Rising atmospheric carbon dioxide levels
have been observed to have direct beneficial results on crop yields, C3
crops especially (high confidence;
IPCC, 2013), and livestock farming (Ghahramani and Moore, 2016). Increased CO2
levels boost the rate of photosynthesis, which spurs growth, and increases Crop
Water Productivity (CWP) due to partial stomatal closure which reduces
transpiration (Nature Climate Change, 2016). However, this causes the ratio of
seed to plant mass to fall thus reducing the crop’s protein content (Swann et
al., 2016). Also, the FAO (2012a) have reported that CO2 reacts with
O3 gases leading to higher ozone concentrations which is harmful to
crops. In fact, positive impacts to crop yields are frequently offset by progressively
larger negative impacts (see Figure 2.1b).
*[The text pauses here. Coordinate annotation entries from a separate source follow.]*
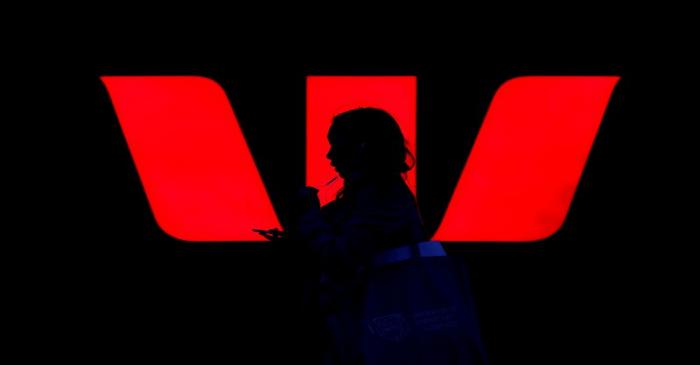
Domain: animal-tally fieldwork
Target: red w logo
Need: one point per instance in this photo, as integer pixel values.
(203, 185)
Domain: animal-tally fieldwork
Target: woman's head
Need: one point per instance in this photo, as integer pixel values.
(367, 141)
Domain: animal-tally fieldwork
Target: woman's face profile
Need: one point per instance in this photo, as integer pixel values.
(344, 155)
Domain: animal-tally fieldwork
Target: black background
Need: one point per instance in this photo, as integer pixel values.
(572, 296)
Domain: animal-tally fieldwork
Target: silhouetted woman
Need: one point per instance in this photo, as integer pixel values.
(373, 218)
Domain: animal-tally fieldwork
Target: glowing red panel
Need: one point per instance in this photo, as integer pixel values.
(198, 173)
(527, 160)
(328, 96)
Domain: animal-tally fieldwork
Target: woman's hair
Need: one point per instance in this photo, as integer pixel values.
(384, 145)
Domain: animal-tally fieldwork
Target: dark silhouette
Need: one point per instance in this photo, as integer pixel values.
(379, 292)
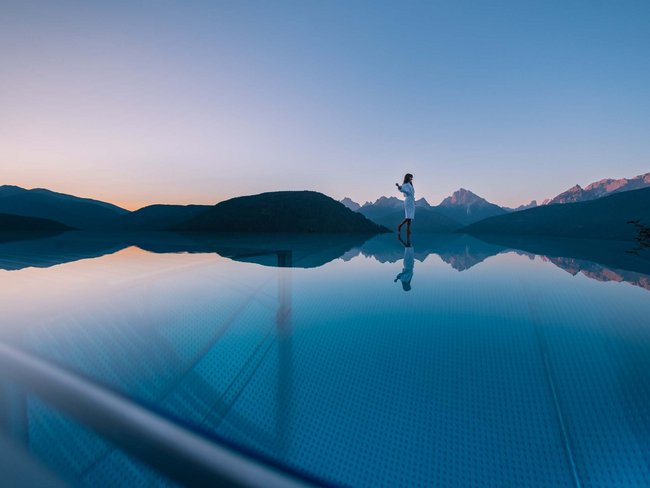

According to the IPCC (2014) and the NCA
(2014), global average warming has diminished the yield and quality of many crops
in most regions of the world except for some high latitude regions. Warming
causes a reduction in water availability thus “increasing the risk of growing
aridity and land degradation” (Hoffmann, 2013), which is enhanced in regions
experiencing decreased precipitation, and
increases pest, virus, and disease outbreaks (https://www.livescience.com/4296-global-warming-trigger-insect-population-boom.html). For example,
the spreading of the blue-tongue virus, zoonotic diseases (IPCC, 2014), powdery
mildew, leaf spot disease, leaf rust, and rhizomania disease (Mendelsohn and
Dinar, 2009). The increased
frequency in extreme weather events has led to increased stress on crop
production, obliged the modification of agricultural infrastructure
(Rosenzweig, 2002), and caused price spikes for food and cereals in key
producing regions (Houser et al., 2015; see figure 2.2). The IPCC projects increased
food prices by 3 to 83% by 2050 (medium
confidence) in models including the changes in temperature and
precipitation, but without considering the effects of CO2. Some
models include the effects of CO2 changes, but ignore O3 and pest and disease
impacts, in which the projected global price increases are less likely, “with a
range of projected impacts from –30% to +45% by 2050”. In the US, studies have
shown that average yields of major crops are projected to decline modestly by
mid-century and more steeply by 2100 in comparison to late 20th century levels
(IPCC, 2014; Schlenker and Roberts, 2009; Lychuk et al., 2017). Disruptions on food
production and prices in the USA, a major food exporter that is reliant on
farming profitability (https://www.worldatlas.com/articles/the-american-food-giant-the-largest-exporter-of-food-in-the-world.html), would have negative implications on global food security and USA’s
economy itself (Houser, et al. 2015).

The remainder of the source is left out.